Кристап не хочет нарушать с тысячу раз оговоренные табу, не хочет и не-на-ви-дит врать, но еще больше он ненавидит Белые панические припадки, ненавидит соду в его глазах и страх каплями из открывшихся пор, а потому врать все-таки приходится, отводить скользящий тяжелый взгляд — тоже, оказываться вжатым с удара в стенку, перехваченным под горло, задушенным, разложенным по обоям и бетону, поднятым на колено, обескураженным сигаретно-саламандровым дымом в губы и сердце, захваченным прихотью чужих глаз, что в такие моменты могут играючи освежевать коня на вороном скаку — да, да, да, потому что назвать правду невозможно, потому что ты слишком настойчив, чертов Балт, потому что я же всё еще почти жив, хоть ты и боишься обратного, потому что со мной почти всё в порядке, а «почти» — оно просто «почти».
Гребаное «почти» никем и нигде не считается, не принимается, не пытается даже проклюнуться ни в чьей заумной башке, так почему, ну почему бы тебе не принять этих гребаных правил тоже, почему бы не поверить в мою сраную вытолканную ложь, докучливый сумасшедший псих?

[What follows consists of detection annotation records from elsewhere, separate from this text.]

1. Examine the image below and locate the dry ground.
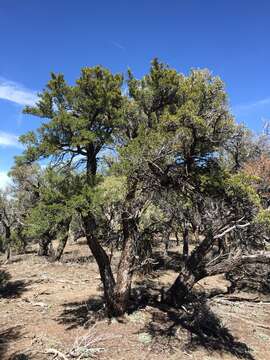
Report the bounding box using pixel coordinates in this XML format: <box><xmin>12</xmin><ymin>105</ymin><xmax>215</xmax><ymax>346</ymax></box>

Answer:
<box><xmin>0</xmin><ymin>242</ymin><xmax>270</xmax><ymax>360</ymax></box>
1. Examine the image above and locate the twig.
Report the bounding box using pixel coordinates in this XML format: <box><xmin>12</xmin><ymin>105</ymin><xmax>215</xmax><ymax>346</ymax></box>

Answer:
<box><xmin>46</xmin><ymin>348</ymin><xmax>69</xmax><ymax>360</ymax></box>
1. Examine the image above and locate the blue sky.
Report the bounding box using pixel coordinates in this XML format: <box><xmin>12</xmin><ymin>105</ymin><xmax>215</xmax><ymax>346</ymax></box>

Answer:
<box><xmin>0</xmin><ymin>0</ymin><xmax>270</xmax><ymax>187</ymax></box>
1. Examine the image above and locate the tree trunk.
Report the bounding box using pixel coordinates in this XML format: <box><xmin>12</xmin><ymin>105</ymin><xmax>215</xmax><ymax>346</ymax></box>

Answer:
<box><xmin>4</xmin><ymin>223</ymin><xmax>11</xmax><ymax>261</ymax></box>
<box><xmin>165</xmin><ymin>231</ymin><xmax>214</xmax><ymax>306</ymax></box>
<box><xmin>112</xmin><ymin>212</ymin><xmax>137</xmax><ymax>315</ymax></box>
<box><xmin>165</xmin><ymin>224</ymin><xmax>270</xmax><ymax>306</ymax></box>
<box><xmin>38</xmin><ymin>235</ymin><xmax>51</xmax><ymax>256</ymax></box>
<box><xmin>82</xmin><ymin>213</ymin><xmax>115</xmax><ymax>316</ymax></box>
<box><xmin>53</xmin><ymin>233</ymin><xmax>69</xmax><ymax>261</ymax></box>
<box><xmin>183</xmin><ymin>222</ymin><xmax>189</xmax><ymax>262</ymax></box>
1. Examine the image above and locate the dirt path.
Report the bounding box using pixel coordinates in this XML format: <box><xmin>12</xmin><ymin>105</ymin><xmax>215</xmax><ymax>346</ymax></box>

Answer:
<box><xmin>0</xmin><ymin>240</ymin><xmax>270</xmax><ymax>360</ymax></box>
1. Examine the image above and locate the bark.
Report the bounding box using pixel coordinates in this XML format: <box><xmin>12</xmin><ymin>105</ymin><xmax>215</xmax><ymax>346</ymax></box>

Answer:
<box><xmin>82</xmin><ymin>213</ymin><xmax>115</xmax><ymax>315</ymax></box>
<box><xmin>183</xmin><ymin>222</ymin><xmax>189</xmax><ymax>262</ymax></box>
<box><xmin>165</xmin><ymin>226</ymin><xmax>270</xmax><ymax>306</ymax></box>
<box><xmin>82</xmin><ymin>144</ymin><xmax>136</xmax><ymax>316</ymax></box>
<box><xmin>3</xmin><ymin>222</ymin><xmax>11</xmax><ymax>261</ymax></box>
<box><xmin>38</xmin><ymin>234</ymin><xmax>52</xmax><ymax>256</ymax></box>
<box><xmin>114</xmin><ymin>212</ymin><xmax>137</xmax><ymax>315</ymax></box>
<box><xmin>53</xmin><ymin>233</ymin><xmax>69</xmax><ymax>261</ymax></box>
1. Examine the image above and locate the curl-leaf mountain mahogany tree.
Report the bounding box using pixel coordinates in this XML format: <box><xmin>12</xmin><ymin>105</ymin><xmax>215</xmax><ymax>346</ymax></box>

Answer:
<box><xmin>21</xmin><ymin>66</ymin><xmax>140</xmax><ymax>315</ymax></box>
<box><xmin>21</xmin><ymin>60</ymin><xmax>270</xmax><ymax>315</ymax></box>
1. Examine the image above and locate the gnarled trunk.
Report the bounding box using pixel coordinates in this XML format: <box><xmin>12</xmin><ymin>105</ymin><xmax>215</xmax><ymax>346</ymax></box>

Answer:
<box><xmin>38</xmin><ymin>234</ymin><xmax>52</xmax><ymax>256</ymax></box>
<box><xmin>82</xmin><ymin>213</ymin><xmax>115</xmax><ymax>315</ymax></box>
<box><xmin>114</xmin><ymin>212</ymin><xmax>137</xmax><ymax>315</ymax></box>
<box><xmin>53</xmin><ymin>233</ymin><xmax>69</xmax><ymax>261</ymax></box>
<box><xmin>183</xmin><ymin>221</ymin><xmax>189</xmax><ymax>261</ymax></box>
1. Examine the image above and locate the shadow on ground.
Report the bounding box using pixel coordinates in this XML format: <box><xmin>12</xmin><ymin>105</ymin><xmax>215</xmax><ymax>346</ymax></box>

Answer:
<box><xmin>0</xmin><ymin>270</ymin><xmax>30</xmax><ymax>299</ymax></box>
<box><xmin>139</xmin><ymin>298</ymin><xmax>254</xmax><ymax>360</ymax></box>
<box><xmin>58</xmin><ymin>297</ymin><xmax>105</xmax><ymax>330</ymax></box>
<box><xmin>0</xmin><ymin>326</ymin><xmax>21</xmax><ymax>359</ymax></box>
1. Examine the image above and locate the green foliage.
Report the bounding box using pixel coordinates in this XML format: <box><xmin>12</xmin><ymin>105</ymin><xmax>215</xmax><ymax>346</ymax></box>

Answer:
<box><xmin>226</xmin><ymin>172</ymin><xmax>261</xmax><ymax>207</ymax></box>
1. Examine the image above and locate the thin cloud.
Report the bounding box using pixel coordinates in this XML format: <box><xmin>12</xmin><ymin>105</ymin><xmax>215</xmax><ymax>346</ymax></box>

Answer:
<box><xmin>111</xmin><ymin>41</ymin><xmax>126</xmax><ymax>51</ymax></box>
<box><xmin>0</xmin><ymin>171</ymin><xmax>10</xmax><ymax>190</ymax></box>
<box><xmin>0</xmin><ymin>131</ymin><xmax>22</xmax><ymax>148</ymax></box>
<box><xmin>0</xmin><ymin>78</ymin><xmax>37</xmax><ymax>106</ymax></box>
<box><xmin>232</xmin><ymin>97</ymin><xmax>270</xmax><ymax>112</ymax></box>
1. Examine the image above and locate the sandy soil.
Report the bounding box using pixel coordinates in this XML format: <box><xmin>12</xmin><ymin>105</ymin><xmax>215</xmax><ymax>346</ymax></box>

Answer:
<box><xmin>0</xmin><ymin>242</ymin><xmax>270</xmax><ymax>360</ymax></box>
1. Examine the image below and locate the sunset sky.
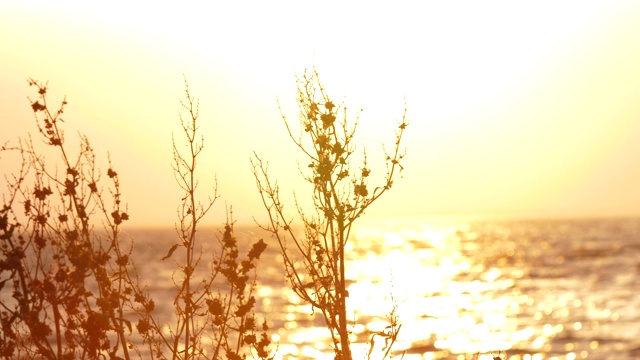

И все равно он не хочет лгать; уперто убеждает себя, будто и не лжет, будто всё случается само по себе, будто вчерашнего дня попросту не было, а сегодня всё начнется сначала, сегодня всё начнется с громкого «лучше», но…
Когда утром за монотонной чисткой зубов детско-клубничной пастой с выштампованным на тюбике розовым доктором-кроликом он снова чихает, и чихает с ало-багровыми брызгами жидкого соленого металла, когда стены заляпаны — похрен, чушь, их всё еще можно отмыть, а вот запачканное второпях полотенце отчистить так быстро не получится, — в мозг ударяет исконно Белая паника, и руки-ноги, зажившие собственной блажью, не находят ничего лучшего, чем вынести бледного да измученного Черного из ванной, пронести по перевернутой комнатушке и запихнуть хренову покрасневшую тряпку за гармошку молчаливого обогревателя, проверяя на верность старую-добрую квинтэссенцию показательной пригодности всея батарей.
Кристап умудряется верить, что не лжет, совсем и ни разу не лжет, даже когда бьет по этой батарее коленом, когда с трижды проверяет ее беглым и придирчивым боковым зрением, оглаживает, убеждается, что ничего не видно и ничего не торчит. Когда почти успокаивается, начиная с запозданием соображать, что мог бы просто хренову тряпку завернуть в пакет и вышвырнуть в мусорник, сжечь, засунуть в стиральную машину. Когда уже почти тянется обратно и слышит, проклятием самого Бога, в которого он не хочет верить, слышит, как входная квартирная дверь звенит изнасилованной отмычкой, торопливо щелкает, открывается, пропуская через порог слишком знакомые, слишком важные, чтобы не узнать или перепутать, шаги, и развернутый кран всё еще бьет хлористой струей, и полотенце остается спать за белой гармошкой накаленного воздуха, и сжавшиеся внутренности чувствуют себя так, будто сам страх забирается в них руками, ощупывая каждый мокрый орган, и не остается ничего более безопасного, чем шмыгнуть обратно в ванную, притворить за собой дверь, наклониться над раковиной, просунуть под кран голову, поспешно смочить перепуганное лицо, смывая красное и запретное, прополоскать волосы, отряхнуться, уставиться на собственное отзеркаленное отражение, ловящее бузиновую нервозность где-то и когда-то случившейся по-новой лжи, и, вслушиваясь в приближающуюся, настороженную, но неотступную походку, еще раз сказать себе, наврать себе, что нет, черт, он вовсе не боится, совсем не боится — ясно?! — он просто…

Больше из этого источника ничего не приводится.